In den 70er und 80er Jahren kamen Forscher einem Phänomen auf die Spur, das ihr Bild von der Aktivität unserer Gene – mal wieder – völlig veränderte. Sie stellten fest, dass nicht nur andauernde Veränderungen des Erbguts oder flüchtig andockende Transkriptionsfaktoren darüber entscheiden, welche Gene in unseren Zellen aktiv sind. Tatsächlich gibt es noch eine dritte Möglichkeit der Kontrolle. Chemische Veränderungen an der Oberfläche der DNA können Informationen über viele Zellteilungen hinweg speichern, ohne den genetischen Code zu verändern. Bekanntestes Beispiel für solche sogenannte epigenetische Veränderungen sind Methylgruppen, die sich ans Erbgut heften. Sie legen beispielsweise das überschüssige X-Chromosom in weiblichen Zellen lahm.
Offen ist bisher jedoch die Frage, ob Informationen mit Hilfe epigenetischer Veränderungen von den Eltern an ihre Kinder oder gar ihre Enkel weitergegeben werden können. „Solch ein Transfer wäre für Eltern eine effektive Möglichkeit, ihre Nachkommen über die Relevanz bestimmter Umweltfaktoren zu ‚informieren‘, mit denen diese voraussichtlich in ihrer künftigen Umgebung zu tun haben werden”, schreiben Brian Dias und Kerry Ressler von der Emory University School of Medicine in Atlanta in der aktuellen Ausgabe der Fachzeitschrift „Nature Neuroscience”.

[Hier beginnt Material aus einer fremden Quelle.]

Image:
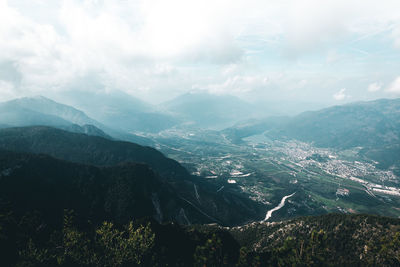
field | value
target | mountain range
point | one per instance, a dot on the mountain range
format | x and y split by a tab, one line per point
372	127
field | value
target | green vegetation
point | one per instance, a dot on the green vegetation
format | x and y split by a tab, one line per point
330	240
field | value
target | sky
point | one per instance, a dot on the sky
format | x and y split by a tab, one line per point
311	51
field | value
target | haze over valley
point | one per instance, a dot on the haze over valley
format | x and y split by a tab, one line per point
199	133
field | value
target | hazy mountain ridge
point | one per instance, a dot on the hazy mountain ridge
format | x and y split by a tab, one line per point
195	192
208	110
123	112
373	126
41	111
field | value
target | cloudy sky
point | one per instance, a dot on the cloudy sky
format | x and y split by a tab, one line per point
294	50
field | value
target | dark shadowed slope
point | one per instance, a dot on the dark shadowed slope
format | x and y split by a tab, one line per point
228	207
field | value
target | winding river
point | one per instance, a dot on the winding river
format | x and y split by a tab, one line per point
269	213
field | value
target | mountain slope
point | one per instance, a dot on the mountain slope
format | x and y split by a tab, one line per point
47	106
195	192
124	112
372	127
39	110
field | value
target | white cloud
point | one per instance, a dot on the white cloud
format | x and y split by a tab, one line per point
394	87
396	36
341	95
154	47
374	87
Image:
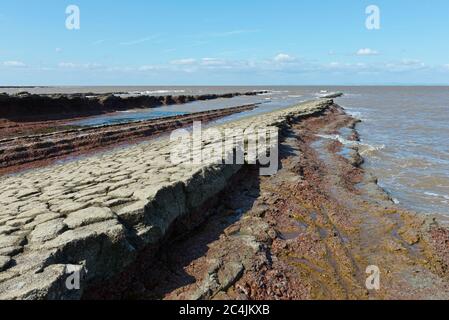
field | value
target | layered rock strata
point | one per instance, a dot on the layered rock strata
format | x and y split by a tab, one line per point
92	217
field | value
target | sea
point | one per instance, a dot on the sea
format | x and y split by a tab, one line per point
404	130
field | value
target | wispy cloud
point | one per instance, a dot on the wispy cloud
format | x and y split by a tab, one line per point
183	62
14	64
139	41
231	33
72	65
283	58
367	52
224	34
98	42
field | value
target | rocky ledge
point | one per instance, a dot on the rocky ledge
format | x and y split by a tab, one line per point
45	147
93	216
26	107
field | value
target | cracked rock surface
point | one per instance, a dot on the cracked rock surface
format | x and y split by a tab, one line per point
97	213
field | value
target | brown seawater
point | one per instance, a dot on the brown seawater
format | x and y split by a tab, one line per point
405	130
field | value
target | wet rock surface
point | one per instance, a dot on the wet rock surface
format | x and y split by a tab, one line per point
24	107
18	151
309	232
95	215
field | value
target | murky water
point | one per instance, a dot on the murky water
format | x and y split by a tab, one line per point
405	130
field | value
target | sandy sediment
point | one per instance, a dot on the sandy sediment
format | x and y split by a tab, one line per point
135	226
45	147
96	215
309	232
27	107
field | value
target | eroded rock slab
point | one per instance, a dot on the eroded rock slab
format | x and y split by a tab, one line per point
95	214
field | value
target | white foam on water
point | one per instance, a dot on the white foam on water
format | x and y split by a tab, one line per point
364	148
436	195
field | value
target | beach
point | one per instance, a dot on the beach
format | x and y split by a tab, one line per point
136	226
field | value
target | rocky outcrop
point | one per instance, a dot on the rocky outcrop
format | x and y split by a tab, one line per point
88	219
22	150
26	107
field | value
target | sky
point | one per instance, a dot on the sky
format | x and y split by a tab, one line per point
228	42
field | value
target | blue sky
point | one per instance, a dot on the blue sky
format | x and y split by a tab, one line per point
205	42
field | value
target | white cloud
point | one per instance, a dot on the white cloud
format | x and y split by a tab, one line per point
367	52
14	64
283	57
139	41
183	62
212	62
406	65
71	65
148	68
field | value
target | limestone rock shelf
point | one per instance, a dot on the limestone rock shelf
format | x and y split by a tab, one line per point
96	214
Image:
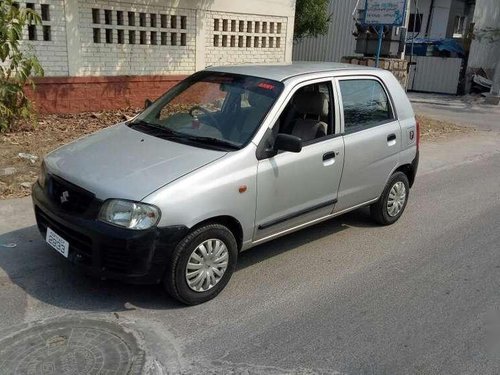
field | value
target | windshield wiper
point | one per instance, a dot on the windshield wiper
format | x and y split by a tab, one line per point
155	130
212	141
162	132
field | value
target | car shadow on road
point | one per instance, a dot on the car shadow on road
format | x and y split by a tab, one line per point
46	276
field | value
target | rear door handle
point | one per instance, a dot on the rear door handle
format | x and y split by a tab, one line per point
329	155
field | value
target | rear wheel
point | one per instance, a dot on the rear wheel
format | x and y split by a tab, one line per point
201	265
392	203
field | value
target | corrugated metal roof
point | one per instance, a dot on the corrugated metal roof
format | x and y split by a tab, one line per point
338	42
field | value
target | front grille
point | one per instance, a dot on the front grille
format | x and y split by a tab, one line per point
117	258
68	196
78	242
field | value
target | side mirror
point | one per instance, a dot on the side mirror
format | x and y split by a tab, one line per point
287	142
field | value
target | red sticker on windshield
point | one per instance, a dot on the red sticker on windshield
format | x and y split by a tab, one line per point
265	86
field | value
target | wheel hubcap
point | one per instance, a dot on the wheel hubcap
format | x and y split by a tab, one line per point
207	265
397	198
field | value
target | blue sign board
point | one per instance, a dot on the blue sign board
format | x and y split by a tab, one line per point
385	12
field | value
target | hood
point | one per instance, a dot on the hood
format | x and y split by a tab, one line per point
120	162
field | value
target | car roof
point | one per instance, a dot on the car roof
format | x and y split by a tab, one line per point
281	72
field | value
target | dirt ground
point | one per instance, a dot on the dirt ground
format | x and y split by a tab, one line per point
17	174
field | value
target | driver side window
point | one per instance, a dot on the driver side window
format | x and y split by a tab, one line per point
309	113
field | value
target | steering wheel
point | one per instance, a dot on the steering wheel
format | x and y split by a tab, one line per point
210	117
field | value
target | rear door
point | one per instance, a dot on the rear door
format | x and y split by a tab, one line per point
296	188
372	138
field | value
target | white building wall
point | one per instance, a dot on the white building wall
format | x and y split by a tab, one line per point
53	54
145	50
483	53
107	47
244	38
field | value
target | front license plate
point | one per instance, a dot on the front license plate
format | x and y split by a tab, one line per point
57	242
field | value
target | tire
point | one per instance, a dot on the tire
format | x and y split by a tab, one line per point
175	280
381	210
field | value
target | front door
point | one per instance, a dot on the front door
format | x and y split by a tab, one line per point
297	188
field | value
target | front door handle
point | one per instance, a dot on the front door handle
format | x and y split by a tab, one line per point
391	139
329	155
329	158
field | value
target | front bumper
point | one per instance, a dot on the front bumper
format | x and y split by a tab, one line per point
106	251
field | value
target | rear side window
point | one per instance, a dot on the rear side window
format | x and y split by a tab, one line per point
365	104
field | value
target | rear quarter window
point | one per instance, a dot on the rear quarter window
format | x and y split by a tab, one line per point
365	104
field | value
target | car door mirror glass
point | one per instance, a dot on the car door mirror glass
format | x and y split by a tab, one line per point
287	142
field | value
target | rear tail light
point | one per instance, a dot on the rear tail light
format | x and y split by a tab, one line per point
418	135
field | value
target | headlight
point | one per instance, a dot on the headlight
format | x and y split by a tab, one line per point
42	177
128	214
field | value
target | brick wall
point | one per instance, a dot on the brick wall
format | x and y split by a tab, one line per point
84	94
241	38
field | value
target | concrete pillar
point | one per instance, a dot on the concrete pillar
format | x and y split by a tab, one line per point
72	36
201	38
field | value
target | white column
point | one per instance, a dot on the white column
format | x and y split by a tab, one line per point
201	38
72	36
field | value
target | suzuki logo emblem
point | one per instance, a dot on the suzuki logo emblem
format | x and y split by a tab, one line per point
64	197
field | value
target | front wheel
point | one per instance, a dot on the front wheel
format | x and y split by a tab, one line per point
201	264
391	204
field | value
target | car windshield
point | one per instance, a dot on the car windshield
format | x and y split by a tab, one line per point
211	109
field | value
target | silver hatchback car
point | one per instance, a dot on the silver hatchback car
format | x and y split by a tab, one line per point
229	158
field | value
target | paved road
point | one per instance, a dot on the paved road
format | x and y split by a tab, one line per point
467	110
419	297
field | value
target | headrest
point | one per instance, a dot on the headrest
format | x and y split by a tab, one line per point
311	103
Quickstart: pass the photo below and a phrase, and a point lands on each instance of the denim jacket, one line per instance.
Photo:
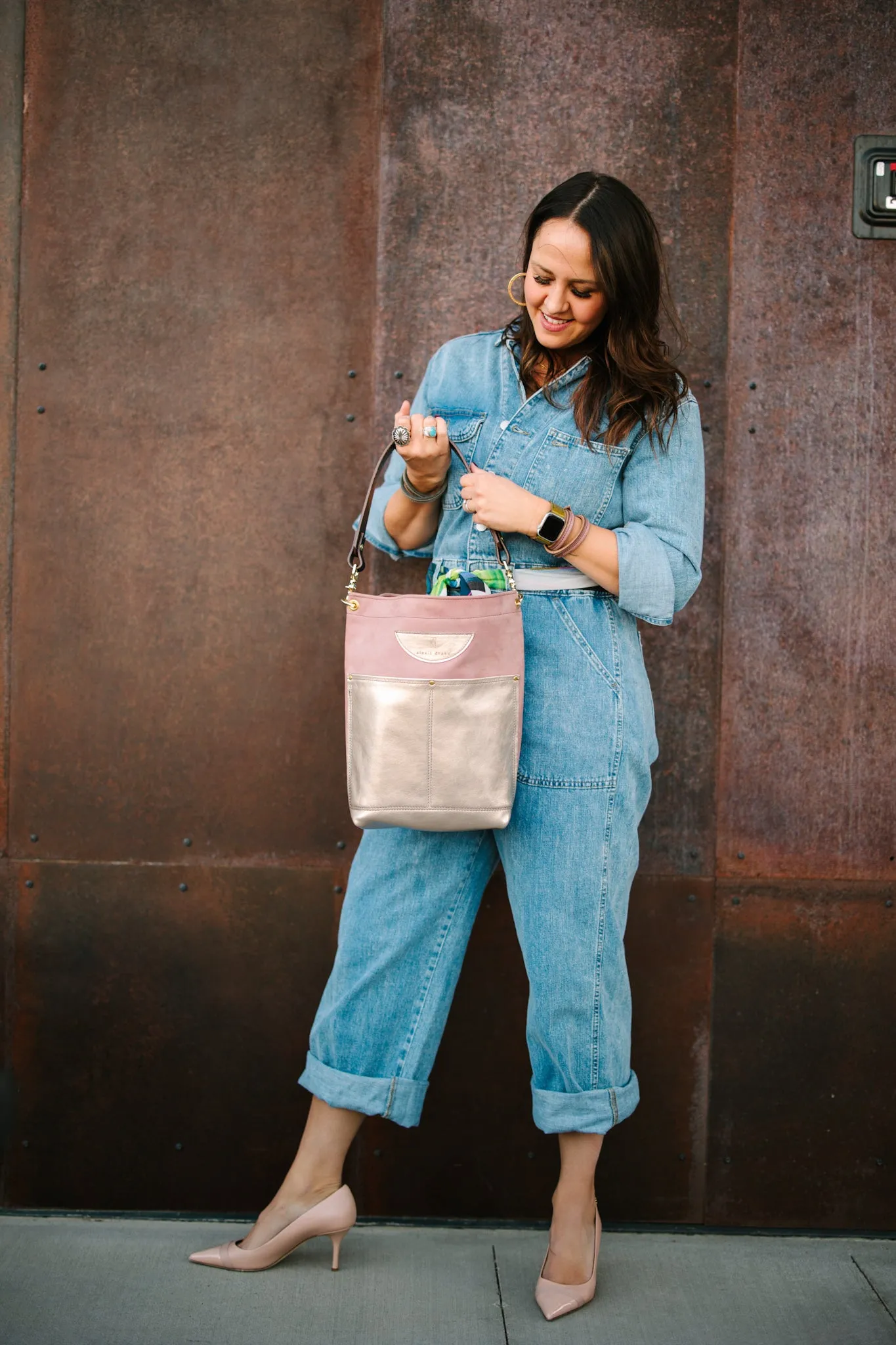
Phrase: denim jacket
(652, 498)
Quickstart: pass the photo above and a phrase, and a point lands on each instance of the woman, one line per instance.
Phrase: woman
(574, 404)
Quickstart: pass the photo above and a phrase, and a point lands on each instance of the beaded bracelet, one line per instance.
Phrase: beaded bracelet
(418, 496)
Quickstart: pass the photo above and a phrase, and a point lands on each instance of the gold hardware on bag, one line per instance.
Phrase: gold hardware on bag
(351, 602)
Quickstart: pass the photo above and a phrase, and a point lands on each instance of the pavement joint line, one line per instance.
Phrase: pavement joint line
(459, 1223)
(498, 1281)
(871, 1285)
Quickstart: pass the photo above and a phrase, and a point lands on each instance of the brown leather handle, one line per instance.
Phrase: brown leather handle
(356, 554)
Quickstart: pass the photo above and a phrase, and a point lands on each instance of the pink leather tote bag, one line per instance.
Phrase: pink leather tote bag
(433, 701)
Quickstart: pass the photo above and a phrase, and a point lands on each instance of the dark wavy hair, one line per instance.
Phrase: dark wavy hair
(631, 378)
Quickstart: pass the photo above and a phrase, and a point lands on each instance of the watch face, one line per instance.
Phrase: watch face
(551, 527)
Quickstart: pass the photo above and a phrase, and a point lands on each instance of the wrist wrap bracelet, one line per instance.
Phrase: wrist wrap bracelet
(418, 496)
(574, 531)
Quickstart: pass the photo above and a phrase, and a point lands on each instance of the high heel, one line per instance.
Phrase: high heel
(337, 1242)
(331, 1218)
(558, 1300)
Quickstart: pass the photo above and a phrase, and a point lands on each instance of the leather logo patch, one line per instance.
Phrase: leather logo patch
(433, 649)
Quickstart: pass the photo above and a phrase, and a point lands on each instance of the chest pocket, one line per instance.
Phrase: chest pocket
(464, 431)
(568, 471)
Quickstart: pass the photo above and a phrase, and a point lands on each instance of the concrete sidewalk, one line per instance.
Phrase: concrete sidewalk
(75, 1281)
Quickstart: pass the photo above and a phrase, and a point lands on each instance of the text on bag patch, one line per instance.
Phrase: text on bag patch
(433, 648)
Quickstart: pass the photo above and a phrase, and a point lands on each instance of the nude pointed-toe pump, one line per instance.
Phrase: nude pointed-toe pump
(558, 1300)
(331, 1218)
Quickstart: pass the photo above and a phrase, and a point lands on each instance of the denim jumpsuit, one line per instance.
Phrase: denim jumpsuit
(589, 739)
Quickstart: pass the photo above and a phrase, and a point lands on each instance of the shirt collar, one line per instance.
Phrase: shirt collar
(570, 376)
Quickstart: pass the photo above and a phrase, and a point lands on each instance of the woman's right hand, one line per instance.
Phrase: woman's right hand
(427, 459)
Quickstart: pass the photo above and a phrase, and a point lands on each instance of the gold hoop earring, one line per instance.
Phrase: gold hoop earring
(521, 303)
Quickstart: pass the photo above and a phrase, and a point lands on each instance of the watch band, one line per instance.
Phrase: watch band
(558, 513)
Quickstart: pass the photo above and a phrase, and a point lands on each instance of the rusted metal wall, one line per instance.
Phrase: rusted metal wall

Um zu untersuchen, ob und wie Erfahrungen folgende Generationen beeinflussen, trainierten die beiden Forscher männliche Mäuse mit schwachen Stromschlägen darauf, den kirschblütenartigen Duft von Acetophenon zu fürchten. Gerüche sind für solche Experimente besonders geeignet, da die Nervenbahnen und Gehirnregionen, die für ihre Verarbeitung zuständig sind, gut erforscht sind. Außerdem ist bekannt, welche Nervenzellen auf Acetophenon anspringen und welches Gen die Bauanleitung für die verantwortlichen Rezeptoren auf ihrer Oberfläche liefert.
Wie prägt Angst Spermien?
Nachdem die männlichen Nager trainiert worden waren, durften sie sich mit Weibchen paaren, die Acetophenon noch nie zuvor erschnüffelt hatten. Die Forscher sorgten dafür, dass der Kontakt zwischen den Eltern auf ein Mindestmaß beschränkt blieb, damit das Verhalten des Vaters die Schreckhaftigkeit der Kinder nicht beeinflusste. In einigen Fällen wurden die Mäusemütter sogar künstlich befruchtet, oder ihre Jungen wurden von anderen Weibchen großgezogen. Trotzdem reagierten die Kinder von konditionierten Vätern erschrocken, wenn ihnen zum ersten Mal in ihrem Leben der Duft von Kirschblüten um die Schnauze wehte. Andere Gerüche hingegen ließen sie kalt. Gleiches galt – in geringerem Maße – sogar für die Generation der Enkel. Ob selbst deren Kinder von den Erlebnissen ihrer Urgroßväter geprägt werden, untersuchten die Forscher jedoch nicht.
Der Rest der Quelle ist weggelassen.